23. April 2014

Busrundreisen in den USA liegen im Trend

Kaum zu glauben, aber wahr: Busrundreisen in den USA boomen. Die totgesagte Reiseart ist heutzutage beliebt wie nie, sagten die Veranstalter auf der Reisemesse IPW in Chicago unisono.

Kaum zu glauben, aber wahr: Busrundreisen in den USA boomen. Die totgesagte Reiseart ist heutzutage beliebt wie nie, sagten die Veranstalter auf der Reisemesse IPW in Chicago unisono.

Knapp zwei Millionen Deutsche reisten im vergangenen Jahr in die USA, viele von ihnen im Rahmen einer Busrundreise. Dies bestätigten die Veranstalter auf der Reisemesse IPW in Chicago, welche vom 5. bis zum 9. April stattfand. «Wenn Sie mich vor ein paar Jahren gefragt hätten, hätte ich gesagt, die Busrundreise in den USA stirbt aus», erklärt Heike Pabst vom Reiseveranstalter FTI. «Seit 25 Jahren denkt man, diese Form des Reisens müsste eigentlich aussterben, weil die Leute alle erfahren genug sind, um auf eigene Faust zu verreisen», erklärt Günter Rücker von Dertour. Aber: «Busreisen laufen sehr gut.» Von einem Wachstum von 15 Prozent in diesem Segment berichtet Tui-Manager Robin Brückner.

Schon nach dem Fall der Mauer erlebte die Busreise eine Renaissance. Zahlreiche Bürger aus Ostdeutschland wollten die USA erkunden, trauten sich aber nicht, da sie kein Englisch sprachen. Hier liegt auch der große Vorteil der Busreise. Es ist eine bequeme Art zu reisen, bei der sich der Kunde um wenig kümmern muss. Auch heute sind sprachliche Defizite noch ein Grund für eine Busreise. Vor allem gilt dies für ältere Reisende. «Die Best Ager stellen auf jeden Fall die größte Gruppe», so Gesk. FTI-Managerin Pabst stellt allerdings auch fest, dass es «mittlerweile auch viele Angebote für jüngere Zielgruppen» gäbe.

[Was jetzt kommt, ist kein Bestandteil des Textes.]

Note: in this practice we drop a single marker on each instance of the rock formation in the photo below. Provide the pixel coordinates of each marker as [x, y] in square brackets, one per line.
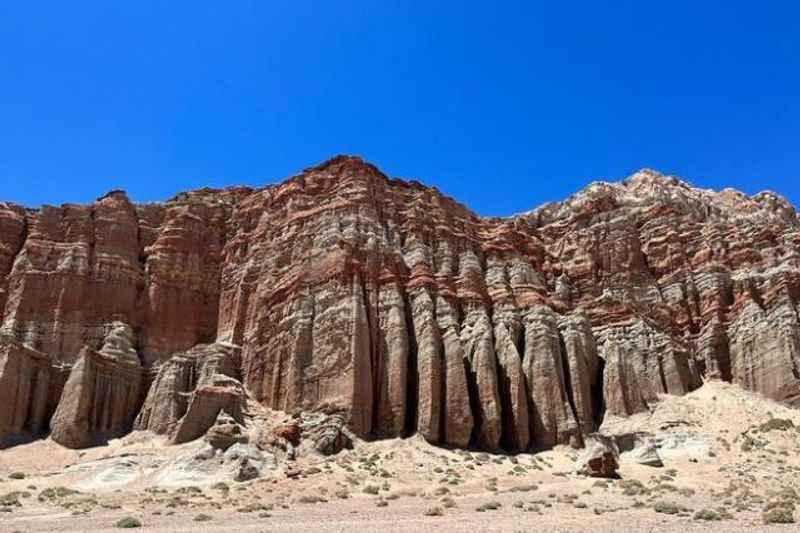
[190, 391]
[102, 394]
[343, 291]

Was die Ziele der Busreisen in den USA betrifft, sind diesem dem normalen Touristen ähnlich: Florida, der Nordosten und die Westküste liegen bei allen Veranstaltern vorne. Da habe sich in den vergangenen Jahren kaum etwas verändert, stellt Dertour-Manager Rücker fest. Insgesamt reisten im letzten Jahr knapp zwei Millionen Menschen aus Deutschland in die USA. Das macht ein Plus von zwei Prozent aus. «Die USA sind hip, die USA sind in», so Vusa-Präsident Gesk. Das liegt nach seiner Einschätzung auch daran, dass die Lage derzeit sehr ruhig ist, es gibt keine politischen Krisen wie in anderen Teilen der Welt. Beste Aussichten, um 2014 die Zwei-Millionen-Besucher-Marke zu knacken. Alles rosig? Nein. Es könnte noch besser laufen. Vor allem bei den Hotels sei in den vergangenen Jahren wenig Neues dazugekommen. «Während in anderen Ländern, wie zum Beispiel im südlichen Afrika, eine neue Lodge nach der anderen entsteht, verpassen die USA hier den Anschluss», sagt Rücker. «Rund um die Nationalparks gibt es zum Beispiel kaum ein Hotel, das es nicht auch schon vor 30 Jahren gab. Oder schauen Sie im Luxusbereich: Da hat ganz Hawaii nur fünf Hotels, auf Bali gibt es 30.»